Role of Csm6 RNase activity in anti-plasmid immunity

The importance of Csm6 and the Type III-B-associated HEPN ribonuclease Csx1 in immunity against plasmids and phages appears to vary with a number of biological conditions. For example, in S. epidermidis it appears that Csm6 is not required for phage immunity if the phage target sequence is expressed early in the phage infection cycle [13]. However, Csm6 is critical if the target DNA is expressed later in the cycle or if the target sequence includes mutations expected to weaken the immunity afforded by the DNase (Csm1) and RNase (Csm3) activities of the Type III-A effector crRNPs [13]. Deletion of S. epidermidis csm6 results in disruption of immunity against conjugative plasmids [7], but not transformed plasmids [13]. In contrast, deletion of Staphylococcus aureus csm6 partially reduces immunity against transformed plasmids [47]. Similarly, for unclear reasons, anti-plasmid immunity by Type III-B systems requires Csx1 in S. sulfolobus [8] but not P. furious [9]. Some of these findings may reflect a conditional dependence of Csm6 (and Csx1) in defense wherein these RNases function as auxiliary systems to the Type III crRNP effector complexes and are essential when the effector crRNP complexes fail to efficiently eliminate the invader DNA [13]. For three Type III-A systems tested with transformed plasmids, we found that Csm6 was essential for anti-plasmid immunity and that a functional HEPN RNase domain was integral for this function of Csm6 (Figure 5).

Importantly, our finding that deletion or mutation of Csm6 severely disrupts anti-plasmid immunity (Figure 5) indicates that DNA destruction by the Type III-A effector crRNP is not sufficient for efficient anti-plasmid immunity in our assay. However, the mechanism by which Csm6 affects immunity against plasmids will require further investigation. The plasmid transcript that is targeted in our system (an artificial transcript engineered to contained a crRNA target sequence [28] is not expected to be essential for plasmid maintenance.
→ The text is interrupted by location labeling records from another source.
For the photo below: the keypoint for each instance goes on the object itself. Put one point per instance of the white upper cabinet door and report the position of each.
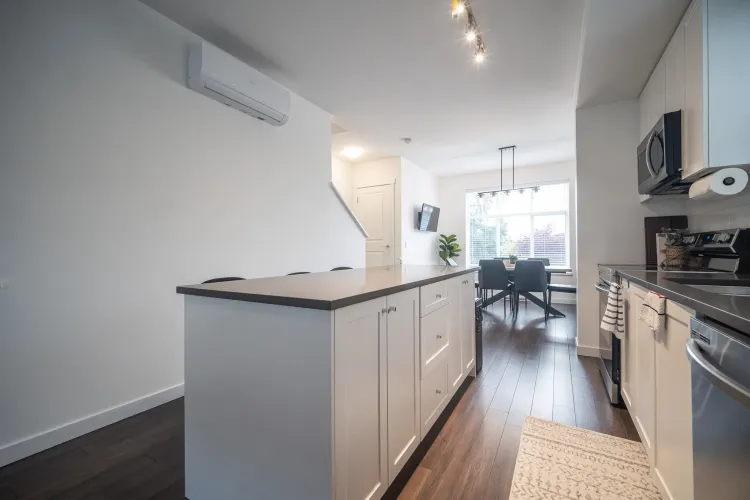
(674, 59)
(717, 48)
(468, 336)
(403, 379)
(674, 421)
(360, 401)
(455, 366)
(693, 110)
(653, 99)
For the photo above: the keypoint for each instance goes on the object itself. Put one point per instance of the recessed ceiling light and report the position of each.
(352, 152)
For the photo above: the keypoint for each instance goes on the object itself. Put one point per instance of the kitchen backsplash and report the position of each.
(722, 214)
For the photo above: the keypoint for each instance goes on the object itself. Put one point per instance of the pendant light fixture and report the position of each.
(472, 34)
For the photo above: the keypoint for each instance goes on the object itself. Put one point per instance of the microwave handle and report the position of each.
(648, 154)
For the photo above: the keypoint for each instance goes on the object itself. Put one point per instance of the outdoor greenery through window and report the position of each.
(528, 223)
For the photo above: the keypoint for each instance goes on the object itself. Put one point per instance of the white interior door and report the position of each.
(375, 210)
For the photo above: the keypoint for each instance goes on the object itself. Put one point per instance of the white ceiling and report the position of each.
(622, 42)
(389, 69)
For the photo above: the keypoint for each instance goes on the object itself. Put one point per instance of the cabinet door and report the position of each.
(653, 99)
(674, 423)
(403, 379)
(645, 413)
(468, 335)
(693, 120)
(360, 401)
(674, 58)
(628, 362)
(455, 364)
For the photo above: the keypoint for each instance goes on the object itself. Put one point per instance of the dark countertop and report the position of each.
(731, 310)
(329, 290)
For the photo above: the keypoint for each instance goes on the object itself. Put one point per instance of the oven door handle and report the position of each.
(731, 387)
(649, 166)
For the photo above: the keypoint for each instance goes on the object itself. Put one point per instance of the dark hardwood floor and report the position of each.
(529, 369)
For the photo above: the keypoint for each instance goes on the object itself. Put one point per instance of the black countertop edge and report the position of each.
(322, 305)
(732, 311)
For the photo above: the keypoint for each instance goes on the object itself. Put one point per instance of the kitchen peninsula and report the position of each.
(323, 385)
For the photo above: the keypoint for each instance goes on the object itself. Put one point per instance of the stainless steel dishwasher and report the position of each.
(720, 376)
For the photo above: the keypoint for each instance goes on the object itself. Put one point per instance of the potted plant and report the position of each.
(449, 248)
(675, 254)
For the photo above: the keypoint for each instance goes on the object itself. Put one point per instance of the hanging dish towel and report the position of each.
(614, 317)
(654, 311)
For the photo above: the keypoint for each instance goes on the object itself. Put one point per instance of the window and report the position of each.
(528, 223)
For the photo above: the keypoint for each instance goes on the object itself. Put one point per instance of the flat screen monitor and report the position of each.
(428, 218)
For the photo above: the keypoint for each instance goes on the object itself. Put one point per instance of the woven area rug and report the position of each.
(557, 462)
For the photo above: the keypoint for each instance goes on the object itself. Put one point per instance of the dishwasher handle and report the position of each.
(731, 387)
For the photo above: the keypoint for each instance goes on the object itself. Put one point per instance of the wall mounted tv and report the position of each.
(427, 220)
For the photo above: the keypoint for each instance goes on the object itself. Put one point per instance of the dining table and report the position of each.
(551, 269)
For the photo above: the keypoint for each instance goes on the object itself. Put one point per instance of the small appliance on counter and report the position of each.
(660, 158)
(726, 251)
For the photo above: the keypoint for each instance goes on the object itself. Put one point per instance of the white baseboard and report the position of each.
(587, 350)
(28, 446)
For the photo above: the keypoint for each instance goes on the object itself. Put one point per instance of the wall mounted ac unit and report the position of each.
(218, 75)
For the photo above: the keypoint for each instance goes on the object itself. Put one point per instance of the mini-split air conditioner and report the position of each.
(221, 77)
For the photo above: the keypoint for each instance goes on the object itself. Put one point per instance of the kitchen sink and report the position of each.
(724, 289)
(722, 286)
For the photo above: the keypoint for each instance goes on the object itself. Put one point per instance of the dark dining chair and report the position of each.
(529, 276)
(221, 280)
(493, 276)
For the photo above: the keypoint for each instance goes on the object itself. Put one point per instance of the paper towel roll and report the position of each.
(726, 182)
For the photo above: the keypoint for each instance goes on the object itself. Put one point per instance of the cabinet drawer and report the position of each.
(432, 297)
(434, 337)
(434, 393)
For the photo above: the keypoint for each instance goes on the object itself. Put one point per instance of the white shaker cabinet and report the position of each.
(628, 354)
(455, 363)
(360, 392)
(674, 424)
(403, 379)
(466, 322)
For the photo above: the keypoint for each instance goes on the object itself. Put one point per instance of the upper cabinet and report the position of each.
(653, 99)
(704, 73)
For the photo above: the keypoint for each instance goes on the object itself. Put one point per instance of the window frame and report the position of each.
(531, 216)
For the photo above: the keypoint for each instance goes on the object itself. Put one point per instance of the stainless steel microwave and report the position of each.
(660, 158)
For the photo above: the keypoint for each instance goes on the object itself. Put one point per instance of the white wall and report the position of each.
(417, 186)
(117, 184)
(341, 176)
(453, 203)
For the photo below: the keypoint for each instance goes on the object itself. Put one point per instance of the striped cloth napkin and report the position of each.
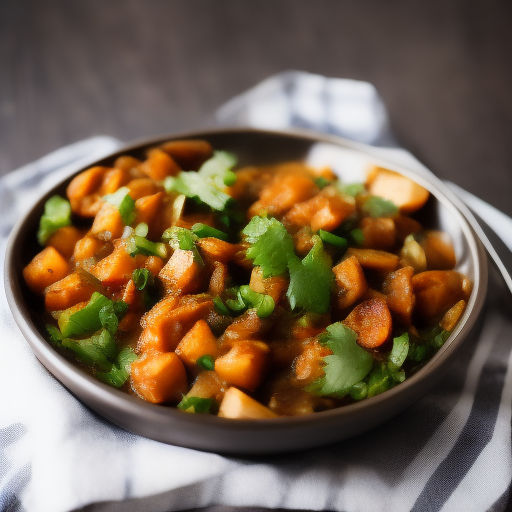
(451, 451)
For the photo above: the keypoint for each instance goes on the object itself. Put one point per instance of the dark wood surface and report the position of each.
(70, 69)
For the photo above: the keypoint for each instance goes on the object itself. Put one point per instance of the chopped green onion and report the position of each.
(57, 214)
(329, 238)
(196, 404)
(141, 277)
(205, 231)
(122, 200)
(206, 362)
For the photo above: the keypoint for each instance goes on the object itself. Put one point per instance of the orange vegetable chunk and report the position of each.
(159, 377)
(46, 268)
(238, 405)
(64, 240)
(244, 365)
(350, 282)
(437, 291)
(72, 289)
(373, 259)
(199, 341)
(402, 191)
(181, 274)
(399, 294)
(372, 322)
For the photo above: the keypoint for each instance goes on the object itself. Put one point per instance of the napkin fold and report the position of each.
(450, 451)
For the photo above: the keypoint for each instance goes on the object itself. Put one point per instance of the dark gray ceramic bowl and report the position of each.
(283, 434)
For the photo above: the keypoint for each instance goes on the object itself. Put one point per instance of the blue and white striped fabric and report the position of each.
(451, 451)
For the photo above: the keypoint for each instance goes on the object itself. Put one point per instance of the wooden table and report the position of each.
(71, 69)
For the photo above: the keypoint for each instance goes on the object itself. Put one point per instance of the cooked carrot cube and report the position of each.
(437, 291)
(64, 240)
(378, 233)
(46, 268)
(163, 332)
(439, 251)
(350, 282)
(371, 320)
(244, 365)
(402, 191)
(309, 365)
(189, 154)
(83, 193)
(108, 224)
(117, 268)
(217, 249)
(72, 289)
(159, 377)
(282, 193)
(274, 286)
(219, 279)
(373, 259)
(199, 341)
(452, 316)
(159, 165)
(181, 274)
(238, 405)
(399, 294)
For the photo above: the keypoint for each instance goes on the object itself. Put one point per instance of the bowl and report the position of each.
(284, 434)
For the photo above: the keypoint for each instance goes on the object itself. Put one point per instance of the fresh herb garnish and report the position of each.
(57, 214)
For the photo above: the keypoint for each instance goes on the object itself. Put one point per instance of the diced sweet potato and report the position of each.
(238, 405)
(166, 326)
(182, 274)
(159, 377)
(275, 286)
(72, 289)
(350, 281)
(378, 233)
(372, 322)
(217, 249)
(309, 365)
(46, 268)
(219, 279)
(399, 294)
(142, 187)
(117, 268)
(452, 316)
(324, 211)
(83, 193)
(64, 240)
(437, 291)
(199, 341)
(402, 191)
(159, 165)
(282, 193)
(108, 224)
(189, 154)
(244, 365)
(439, 251)
(373, 259)
(146, 208)
(87, 248)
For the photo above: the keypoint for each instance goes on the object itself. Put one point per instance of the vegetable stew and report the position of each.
(249, 292)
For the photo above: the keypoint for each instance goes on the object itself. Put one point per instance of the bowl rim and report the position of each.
(57, 363)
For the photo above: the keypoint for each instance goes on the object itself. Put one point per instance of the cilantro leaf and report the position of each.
(57, 214)
(347, 366)
(122, 200)
(311, 280)
(376, 207)
(271, 245)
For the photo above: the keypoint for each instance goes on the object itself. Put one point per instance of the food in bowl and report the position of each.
(248, 293)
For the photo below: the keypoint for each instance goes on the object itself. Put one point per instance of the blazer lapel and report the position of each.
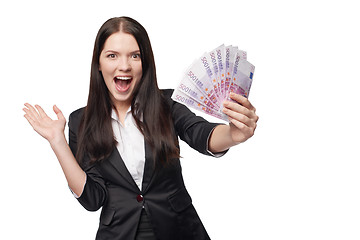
(116, 160)
(149, 167)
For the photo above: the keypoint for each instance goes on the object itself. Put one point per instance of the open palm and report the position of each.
(48, 128)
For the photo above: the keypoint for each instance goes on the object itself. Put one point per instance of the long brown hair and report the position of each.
(96, 139)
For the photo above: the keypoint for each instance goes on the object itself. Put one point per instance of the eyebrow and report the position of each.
(114, 51)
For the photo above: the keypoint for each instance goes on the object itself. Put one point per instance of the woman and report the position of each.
(123, 151)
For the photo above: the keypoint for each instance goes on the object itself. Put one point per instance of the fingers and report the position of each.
(31, 111)
(58, 113)
(241, 111)
(242, 100)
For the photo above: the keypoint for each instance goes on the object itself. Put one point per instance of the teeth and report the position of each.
(123, 78)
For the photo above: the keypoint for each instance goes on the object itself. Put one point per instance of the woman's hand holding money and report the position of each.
(243, 121)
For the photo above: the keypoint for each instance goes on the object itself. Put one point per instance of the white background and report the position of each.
(297, 178)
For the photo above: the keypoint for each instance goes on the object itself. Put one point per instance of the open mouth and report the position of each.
(122, 83)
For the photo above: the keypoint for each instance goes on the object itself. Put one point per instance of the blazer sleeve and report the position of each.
(192, 129)
(94, 193)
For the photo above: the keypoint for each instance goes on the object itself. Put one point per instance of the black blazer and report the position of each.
(168, 204)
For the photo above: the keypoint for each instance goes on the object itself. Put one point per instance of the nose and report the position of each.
(124, 65)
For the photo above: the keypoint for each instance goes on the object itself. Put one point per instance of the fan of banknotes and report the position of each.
(212, 77)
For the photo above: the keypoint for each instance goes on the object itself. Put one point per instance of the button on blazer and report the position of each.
(110, 186)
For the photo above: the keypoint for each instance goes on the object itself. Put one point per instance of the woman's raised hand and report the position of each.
(242, 117)
(51, 130)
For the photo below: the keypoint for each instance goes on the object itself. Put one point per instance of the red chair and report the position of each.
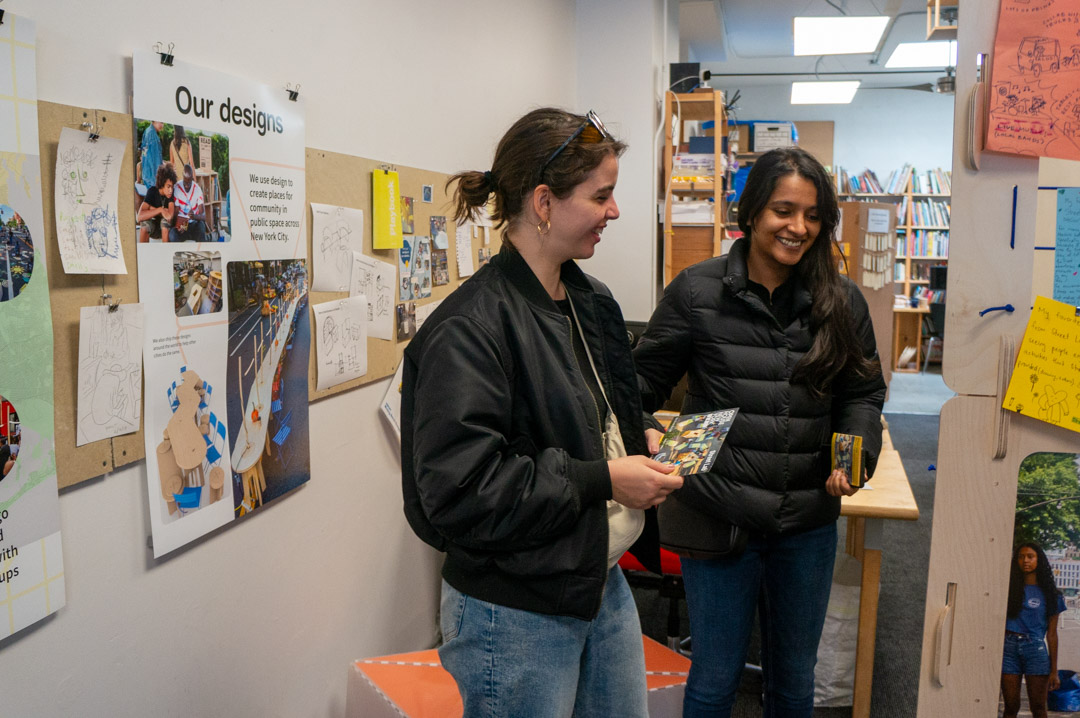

However, there is evidence that Csm6 cleavage activity is not strictly confined to the region of crRNA interaction in vivo, but spreads several kilobases in either direction from the crRNA interaction site [13]. Thus, it is possible that Csm6-mediated RNA cleavage spreads to encompass mRNAs essential for plasmid replication resulting in plasmid loss, or to host mRNAs resulting in death of bacterial cells containing a plasmid. A similar mechanism has been proposed to explain E. coli growth defects observed during anti-plasmid immunity by the exclusively RNA targeting Cas13a (Type VI) CRISPR-Cas system [48].

Key function of the palm domain of Csm1 in anti-plasmid immunity

There is considerable evidence that the Csm1 (Type III-A) and Cmr2 (Type III-B) proteins (members of the Cas10 superfamily) function both as target RNA-activated DNases [7,9–13,15,17,32,36] and cyclic oligoadenylate synthases (that activate the RNase activities of associated Csm6 and Csx1 proteins) [35–37]. We found that anti-plasmid immunity by three bacterial Type III-A systems requires an intact Csm1 palm motif, which is required for the cyclic oligoadenylate synthesis and possibly also for DNase activity [7,11,30],(Figure 6, Mutation of the HD domain, which has also been implicated in DNase activity in some systems [31,32,33,35], did not disrupt anti-plasmid activity (Figure 6).

It is unclear whether the disruption in anti-plasmid immunity observed with mutation of the Csm1 palm domain in our study is the result of disruption of DNase or oligoadenylate polymerase activity, or both. Similar palm domain mutations have been shown to be critical for DNase activity of S. epidermidis Csm1 [11,30], but not S. thermophilus Csm1 [12], in vitro. This suggests that the importance of the Csm1 palm domain observed in our work (Figure 6) is via the activation of Csm6 RNase activity, at least in the case of the S. thermophilus system. The lack of effective anti-plasmid immunity in the absence of Csm6 indicates that DNA destruction by the Type III-A effector crRNP is not sufficient for anti-plasmid immunity by any of the 3 systems investigated (Figure 5). A straightforward explanation for the impact of the Csm1 palm domain mutations in our work (Figure 6) is that oligoadenylate signaling and Csm6 RNase activation (rather than DNA cleavage) is required for anti-plasmid immunity.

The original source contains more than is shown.